Drop the ide-scsi entries. Both of these grub.conf run the same kernel, one uses scsi emulation the other doesn't.

----------

## sobers_2002

i am sorry for being mistaken but i thought that just compiling the scsi emulation inside the kernel was enough:oops: .......so since i don't have those entries in my grub i (also dmesg|grep scsi give no result) so i am not using scsi emulation...............then /dev/hdc should be working??

----------

## NeddySeagoon

sobers_2002,

Yes,  /dev/hdc should work for you.

Do you have an old cdrwtools ?

Check the web, not portage

----------

## sobers_2002

i had emerged them just 2 days back.....but i will certainly check them out on web too........still what could be the problem?????

----------

## NeddySeagoon

sobers_2002,

Major changes at 2.6.8

----------

## Kraymer

Hi there!

Packet writing is a very interesting thing and increases usability a lot  :Smile:   I'm thinking of trying it myself but.. I use cdrw so seldomly nowadays so I'm more interested in patches for packet writing on dvd media - would be soo cool.  :Cool: 

I searched for it a while ago but there were some (unsolveable?) issues about it.
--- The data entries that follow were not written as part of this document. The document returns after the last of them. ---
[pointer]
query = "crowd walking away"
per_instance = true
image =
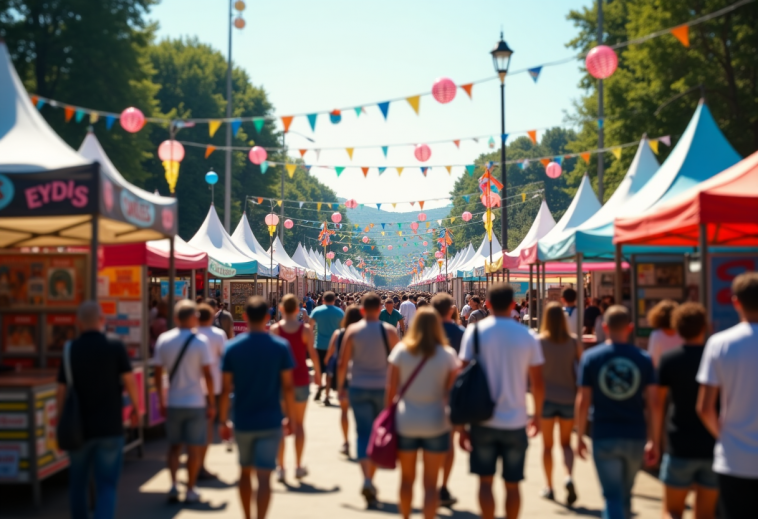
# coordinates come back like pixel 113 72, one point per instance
pixel 425 382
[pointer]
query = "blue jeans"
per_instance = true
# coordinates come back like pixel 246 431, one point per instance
pixel 366 404
pixel 101 457
pixel 617 461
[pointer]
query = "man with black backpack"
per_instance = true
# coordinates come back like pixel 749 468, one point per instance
pixel 186 356
pixel 508 353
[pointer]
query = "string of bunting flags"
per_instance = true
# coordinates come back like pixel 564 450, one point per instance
pixel 443 90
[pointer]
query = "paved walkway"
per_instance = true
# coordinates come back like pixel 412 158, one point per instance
pixel 331 491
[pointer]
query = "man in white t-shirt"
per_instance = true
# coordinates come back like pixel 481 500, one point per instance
pixel 187 411
pixel 509 353
pixel 568 298
pixel 407 310
pixel 728 369
pixel 217 342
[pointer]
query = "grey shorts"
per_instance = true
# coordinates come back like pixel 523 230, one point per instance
pixel 258 449
pixel 187 425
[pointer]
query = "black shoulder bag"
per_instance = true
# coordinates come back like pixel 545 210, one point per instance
pixel 470 399
pixel 70 432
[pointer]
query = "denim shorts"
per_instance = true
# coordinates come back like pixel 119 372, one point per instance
pixel 553 410
pixel 258 449
pixel 488 444
pixel 187 425
pixel 684 472
pixel 439 443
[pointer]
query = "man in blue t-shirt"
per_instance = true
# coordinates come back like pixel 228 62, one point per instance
pixel 328 319
pixel 618 379
pixel 257 368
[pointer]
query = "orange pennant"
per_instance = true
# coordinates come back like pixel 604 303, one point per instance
pixel 286 121
pixel 682 33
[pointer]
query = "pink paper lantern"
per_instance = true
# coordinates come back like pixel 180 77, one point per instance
pixel 132 119
pixel 553 170
pixel 257 155
pixel 601 62
pixel 422 152
pixel 171 150
pixel 443 90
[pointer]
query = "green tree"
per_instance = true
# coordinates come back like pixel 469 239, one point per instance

Anybody knows if that changed yet?

It's one of the things that linux users (at least me *g) begrudge windows users for. Like softwaresuspend, too. Luckily that one is making good progress..

Thanks for any info

Sebastian

edit: Couldn't resist searching again   :Wink:    Actually, there seems to be something in the going: http://w1.894.telia.com/~u89404340/patches/packet/2.6/ChangeLog

----------

## NeddySeagoon

smash032,

Packet writing on DVD+ is reported to work but its not required there anyway. You just format your DVD+RW disc as UDF and it just works, sort of.

This page is a good starting point http://fy.chalmers.se/~appro/linux/DVD+RW/ Don't let the name put you off.

----------

## Kraymer

 *NeddySeagoon wrote:*   

> Packet writing on DVD+ is reported to work but its not required there anyway. You just format your DVD+RW disc as UDF and it just works, sort of.

 

I'm just back from an attempt to write some files to my dvd+rw media.. First it seemed to work, but the copying progress stalled somewhere at 150M out of 1.5G and my system became very much unresponding so that only the magic keys helped to boot  :Confused:   Between, I saw around 90% wa in `top` so I guess the problem is lying there somehow (buffering?!)..
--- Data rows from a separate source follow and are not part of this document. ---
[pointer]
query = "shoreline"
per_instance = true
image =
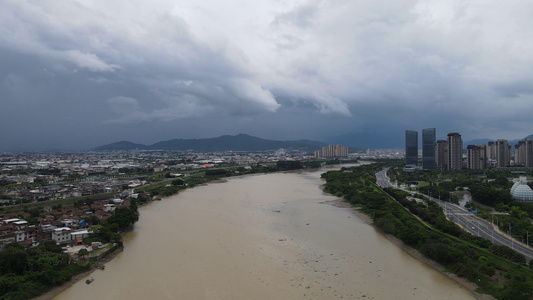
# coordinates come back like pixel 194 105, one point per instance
pixel 76 278
pixel 339 203
pixel 413 252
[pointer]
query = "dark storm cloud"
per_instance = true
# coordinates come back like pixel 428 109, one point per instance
pixel 79 74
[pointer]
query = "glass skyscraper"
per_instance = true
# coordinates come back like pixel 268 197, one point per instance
pixel 429 139
pixel 411 147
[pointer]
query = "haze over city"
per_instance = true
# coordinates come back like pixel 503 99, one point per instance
pixel 76 75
I never thought that mkudffs and a special mount would enable all this! But wait, I did have to patch the kernel for packet writing. Now, with my older kernel (without patch), mkudffs doesn't work  :Sad: 

Can it be (didn't get specific info on that) that my dvd device has to run under scsi emulation? Examples (from the webpage) use scsi devices but they don't say if it is essential.. pktsetup doesn't work with and without patch and ATAPI support.

Are you using udf-rw?

 *Quote:*   

> 
> 
> This page is a good starting point http://fy.chalmers.se/~appro/linux/DVD+RW/ Don't let the name put you off.

 

Yesyes I remember that page from times when I had my new dvdrw and k3b didn't support dvd burning   :Wink:   It's a good page, always worth a bookmark.

Sebastian

----------

## NeddySeagoon

smash032,

I don't use pktsetup for udf on DVD+RW. Just UDF writing.

Under 2.4 kernels there is a horrible buffering problem trying to write more than will fit into physical memory. Under 2.6, its suppoesed to be fixed. I have not put it to the test (I have 1Gb now as opposed to 256Mb)
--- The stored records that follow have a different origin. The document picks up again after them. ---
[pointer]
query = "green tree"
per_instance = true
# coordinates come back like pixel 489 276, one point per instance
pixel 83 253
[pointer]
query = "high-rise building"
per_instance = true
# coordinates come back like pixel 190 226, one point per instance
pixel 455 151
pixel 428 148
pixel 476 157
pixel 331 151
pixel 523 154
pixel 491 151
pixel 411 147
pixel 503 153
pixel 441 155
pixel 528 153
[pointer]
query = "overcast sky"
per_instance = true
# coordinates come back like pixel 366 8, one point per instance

I think it works with emulated scsi and ATAPI too but old habits die hard, so I still use emulated scsi.

----------

## Kraymer

Ok, thanks for the info anyways  :Smile: 

I've to learn for an exam at the moment (and should do things like applying patches, recompile the kernel, try new features *g) but I'll get back to it in october. Must get it to work then  :Wink: 

Sebastian

----------